Haben die katholische und auch die evangelische Kirche nicht jahrelang missioniert und tun dies bis heute?

Ja. Wobei ich heute nicht mit früher vergleichen könnte, da sich inzwischen eine ganz andere interkulturelle und postkoloniale Sensibilität ausgebildet hat. Mission wird heute grundsätzlich nicht mehr von den Großkirchen, sondern vielmehr von Freikirchen betrieben. Alles, was benutzt wird, um Menschen kleinzuhalten, um sie zu ängstigen und ihnen zu schaden, ist bedenklich, das muss man angehen und Aufklärung betreiben.

Dazu gehören dann teilweise auch vermeintlich richtige Anleitungen für Glückseligkeit. Oder teure Energieübertragungen.

Es nützt nichts, darauf hinzuweisen, dass in diesem Bereich aus wissenschaftlicher Sicht viel Humbug geschieht, denn Menschen, die davon Gebrauch machen, haben ja ein ernstes Leiden oder eine tiefe Sehnsucht. Dahinter stehen echte Bedürfnisse, Wünsche und Nöte.

Und wir wissen, wie stark eine positive Erwartungshaltung wirken kann.

Dennoch wird das zugrundeliegende Problem so nicht gelöst. Die Frage ist, ob es gelingt, die Beweggründe anders aufzufangen, ohne den Menschen Geld abzuknöpfen oder ihnen falsche Hoffnungen

zu machen.

Ein Großteil der Bevölkerung hierzulande, das hat eine Eurobarometer-Umfrage im Dezember 2018 ergeben, hält die Existenz Gottes für ausgeschlossen oder nicht bewiesen. Eine andere Studie zeigt, dass die Mehrheit der Katholik*innen und Protestant*innen in Wirklichkeit ein selbstbestimmtes Leben führt, das auf ethischen und moralischen Grundüberzeugungen anstatt auf Religion und Obrigkeitsglaube basiert.

Dass Gott nicht bewiesen werden kann, zählt zum theologischen Grundwissen und ist jedem einigermaßen vernünftigen Menschen heute einsichtig. Das heißt aber nicht, dass es Gott – was auch immer die einzelne Person sich darunter vorstellen mag – nicht gibt.
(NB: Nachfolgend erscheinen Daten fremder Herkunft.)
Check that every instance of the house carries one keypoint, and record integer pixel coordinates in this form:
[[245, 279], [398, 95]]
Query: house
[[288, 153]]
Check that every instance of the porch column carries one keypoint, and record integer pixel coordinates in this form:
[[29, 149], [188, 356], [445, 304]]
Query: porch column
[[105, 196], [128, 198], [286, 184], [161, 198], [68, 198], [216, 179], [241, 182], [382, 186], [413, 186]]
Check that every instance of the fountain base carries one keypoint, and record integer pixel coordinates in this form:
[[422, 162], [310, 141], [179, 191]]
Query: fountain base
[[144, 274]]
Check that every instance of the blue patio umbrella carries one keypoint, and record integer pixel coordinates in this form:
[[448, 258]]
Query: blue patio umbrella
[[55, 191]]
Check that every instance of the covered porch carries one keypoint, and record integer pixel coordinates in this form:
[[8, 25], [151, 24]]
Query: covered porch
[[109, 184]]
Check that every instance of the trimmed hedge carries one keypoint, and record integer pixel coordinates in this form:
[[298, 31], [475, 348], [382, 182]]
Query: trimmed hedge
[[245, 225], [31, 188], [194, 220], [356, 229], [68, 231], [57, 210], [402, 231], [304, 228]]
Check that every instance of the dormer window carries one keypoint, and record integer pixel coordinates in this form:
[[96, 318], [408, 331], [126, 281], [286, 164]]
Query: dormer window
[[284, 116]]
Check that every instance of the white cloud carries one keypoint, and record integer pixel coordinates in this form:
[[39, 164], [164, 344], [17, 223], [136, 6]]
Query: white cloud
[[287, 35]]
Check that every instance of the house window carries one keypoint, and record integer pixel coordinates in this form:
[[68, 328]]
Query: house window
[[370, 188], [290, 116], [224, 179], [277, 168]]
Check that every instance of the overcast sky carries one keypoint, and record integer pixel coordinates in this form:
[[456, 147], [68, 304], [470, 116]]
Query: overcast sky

Als Protestantin sage ich ganz klar: Ein reflektierter Glaube ist ein selbstständiger Glaube und der basiert selbstverständlich auch auf persönlichen Wertvorstellungen; ich würde hier nie einen Gegensatz aufstellen wollen. Ich hätte einfach das Bedürfnis, darauf hinzuweisen, dass unsere persönlichen Wertvorstellungen häufig auch zutiefst von jüdischem und christlichem Gedankengut geprägt sind. Und die Auseinandersetzung mit sich selbst, auch der Zweifel, der zum Glauben gehört, der Perspektivwechsel, den ja alle Religionen propagieren – Dinge nochmals neu zu bewerten, anders anzuschauen – das sind wichtige Impulse in schwierigen Zeiten. Impulse, die motivieren, selber aufzustehen und zu schauen, was geschieht, wenn ich auch mal rückwärts oder seitwärts laufe oder mich sogar traue, befreit zu tanzen.